Nonparametric Statistics: Theory And Methods
Title | Nonparametric Statistics: Theory And Methods PDF eBook |
Author | Jayant V Deshpande |
Publisher | World Scientific |
Pages | 279 |
Release | 2017-10-17 |
Genre | Mathematics |
ISBN | 981466359X |
The number of books on Nonparametric Methodology is quite small as compared to, say, on Design of Experiments, Regression Analysis, Multivariate Analysis, etc. Because of being perceived as less effective, nonparametric methods are still the second choice. Actually, it has been demonstrated time and again that they are useful. We feel that there is still need for proper texts/applications/reference books on Nonparametric Methodology.This book will introduce various types of data encountered in practice and suggest the appropriate nonparametric methods, discuss their properties through null and non-null distributions whenever possible and demonstrate the very minor loss in power and efficiency in the nonparametric method, if any.The book will cover almost all topics of current interest such as bootstrapping, ranked set sampling, techniques for censored data and Bayesian analysis under nonparametric set ups.
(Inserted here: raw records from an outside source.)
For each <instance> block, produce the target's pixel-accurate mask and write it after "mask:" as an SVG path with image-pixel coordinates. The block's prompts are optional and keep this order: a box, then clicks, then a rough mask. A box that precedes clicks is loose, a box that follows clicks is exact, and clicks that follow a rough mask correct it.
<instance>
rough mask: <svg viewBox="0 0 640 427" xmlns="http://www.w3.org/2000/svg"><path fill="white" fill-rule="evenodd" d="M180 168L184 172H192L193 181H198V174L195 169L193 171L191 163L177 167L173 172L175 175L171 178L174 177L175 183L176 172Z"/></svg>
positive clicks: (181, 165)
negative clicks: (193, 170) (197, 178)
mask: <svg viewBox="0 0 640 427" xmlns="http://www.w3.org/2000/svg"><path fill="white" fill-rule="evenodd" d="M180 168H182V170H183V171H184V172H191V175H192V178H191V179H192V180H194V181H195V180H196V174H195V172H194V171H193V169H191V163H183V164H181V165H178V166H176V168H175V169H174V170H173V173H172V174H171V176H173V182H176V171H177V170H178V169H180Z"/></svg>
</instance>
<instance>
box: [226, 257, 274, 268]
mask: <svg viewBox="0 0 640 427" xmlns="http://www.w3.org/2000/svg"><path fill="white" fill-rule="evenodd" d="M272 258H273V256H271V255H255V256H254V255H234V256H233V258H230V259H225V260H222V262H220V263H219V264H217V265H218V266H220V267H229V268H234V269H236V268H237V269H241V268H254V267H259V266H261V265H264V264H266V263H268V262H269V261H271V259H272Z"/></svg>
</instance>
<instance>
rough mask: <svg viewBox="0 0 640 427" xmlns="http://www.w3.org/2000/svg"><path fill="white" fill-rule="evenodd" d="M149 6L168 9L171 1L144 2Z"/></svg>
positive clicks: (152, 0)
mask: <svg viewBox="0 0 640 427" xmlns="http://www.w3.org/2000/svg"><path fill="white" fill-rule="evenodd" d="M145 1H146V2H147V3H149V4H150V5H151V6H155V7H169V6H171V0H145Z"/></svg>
Interval-Censored Time-to-Event Data
Title | Interval-Censored Time-to-Event Data PDF eBook |
Author | Ding-Geng (Din) Chen |
Publisher | CRC Press |
Pages | 435 |
Release | 2012-07-19 |
Genre | Mathematics |
ISBN | 1466504250 |
Interval-Censored Time-to-Event Data: Methods and Applications collects the most recent techniques, models, and computational tools for interval-censored time-to-event data. Top biostatisticians from academia, biopharmaceutical industries, and government agencies discuss how these advances are impacting clinical trials and biomedical research. Divided into three parts, the book begins with an overview of interval-censored data modeling, including nonparametric estimation, survival functions, regression analysis, multivariate data analysis, competing risks analysis, and other models for interval-censored data. The next part presents interval-censored methods for current status data, Bayesian semiparametric regression analysis of interval-censored data with monotone splines, Bayesian inferential models for interval-censored data, an estimator for identifying causal effect of treatment, and consistent variance estimation for interval-censored data. In the final part, the contributors use Monte Carlo simulation to assess biases in progression-free survival analysis as well as correct bias in interval-censored time-to-event applications. They also present adaptive decision making methods to optimize the rapid treatment of stroke, explore practical issues in using weighted logrank tests, and describe how to use two R packages. A practical guide for biomedical researchers, clinicians, biostatisticians, and graduate students in biostatistics, this volume covers the latest developments in the analysis and modeling of interval-censored time-to-event data. It shows how up-to-date statistical methods are used in biopharmaceutical and public health applications.